Nel quarantunesimo millennio, l'Umanità avrà conquistato gran parte dell'Universo
Nel quarantunesimo millennio, l'Umanità avrà conquistato gran parte dell'Universo conosciuto, ma da tempo immemore lo difende da traditori, eretici e alieni che mirano, a loro volta, al dominio totale. In questo contesto nascono i Corvi Sanguinari (conosciuti anche come Blood Ravens, ndr) e sono un capitolo di Space Marines di nuova concezione. Per chi non lo sapesse: gli Space Marines sono dei soldati geneticamente modificati e potenziati secondo antiche tradizioni scientifiche terrestri. Essi traggono il seme genetico da una figura chiamata Imperatore, che è a capo dell'Umanità ed è venerato e temuto come se fosse un dio. La loro forza è forse superiore a quella di dieci soldati comuni, non difettano in agilità e sono alti più di due metri.
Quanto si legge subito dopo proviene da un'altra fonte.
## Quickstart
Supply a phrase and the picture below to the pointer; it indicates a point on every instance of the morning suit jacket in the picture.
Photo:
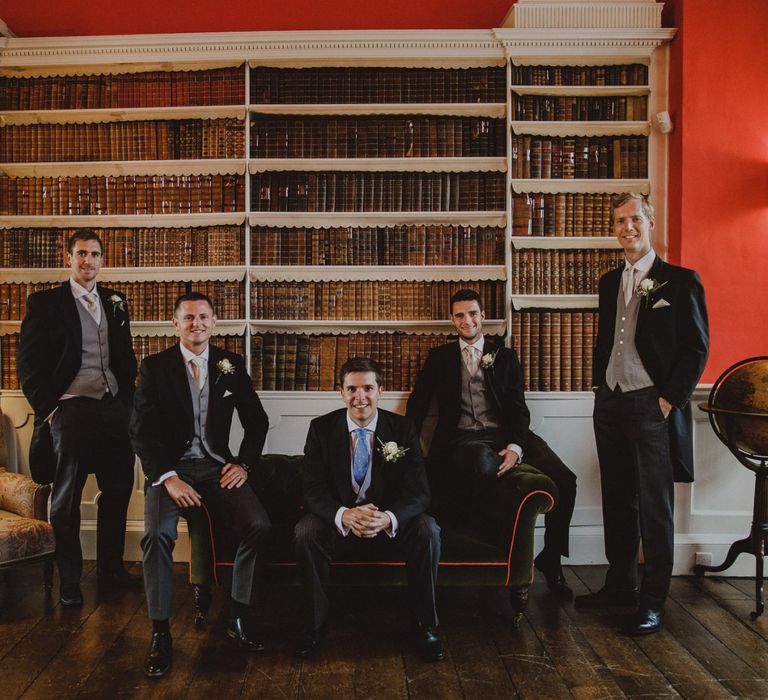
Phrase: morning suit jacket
(441, 378)
(672, 341)
(400, 486)
(51, 344)
(50, 354)
(162, 424)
Vivono il loro servizio all'Imperium dell'Uomo in spesse e pesanti corazze da battaglia.
LE REGOLE ESISTONO PER ESSERE INFRANTE (^ Indice)
Questo piccolo preludio è necessario per informare, chi ancora non lo sapesse, di cosa andremo a parlare. Warhammer 40.000: Dawn of War 2 (anche Dow 2, ndr) è uno strategico in tempo reale ad ambientazione fantascientifica, creato dalle brillanti menti di Relic Entertainment, già famosi per aver lasciato alla storia capolavori quali Homeworld e Company of Heroes. (CoH per gli intenditori, ndr). Quest'ultimo, poi, è stato preceduto dal primo Dawn of War, dove per la prima volta abbiamo fatto la conoscenza dei Corvi Sanguinari. Quello che più ha significato, l'avvento di Dow sui nostri monitor, è stata una piccola e piacevolissima rivoluzione in un genere fin troppo ancorato a dei cliché duri a morire: raccolta di risorse, costruzione di una base militare, evoluzione tecnologia e attacco con le armi migliori a nostra disposizione. In sostanza, per la prima volta nella storia degli strategici, i punti dove ottenere le risorse erano fissi, disseminati sulla mappa. Questo, di conseguenza, elevava drasticamente l'importanza strategica e la gestione delle proprie risorse. Ancor di più avvenne in CoH, dove'importanza strategica venne ulteriormente enfatizzata dalla necessità di avere confinanti i territori influenzati dai punti-risorse.
A distanza di cinque anni dal suo illustre prequel, e due anni dopo aver appreso dalla formula vincente promossa da Company of Heroes, arriva l'attesissimo Dow 2, con un fragore e una rivoluzione degni del più terrificante bombardamento orbitale.
La prima cosa che ci lascia spiazzati, infatti, è la totale assenza di una base militare su cui fondare il nostro esercito. Niente più risorse da raccogliere e niente alberi tecnologici per potersi guadagnare le armi più potenti. Avremo il comando di un pugno di uomini e guideremo questi per tutto l'arco della campagna: da semplici reclute, con il passare dei giorni, ci ritroveremo al nostro fianco i più devastanti guerrieri della galassia.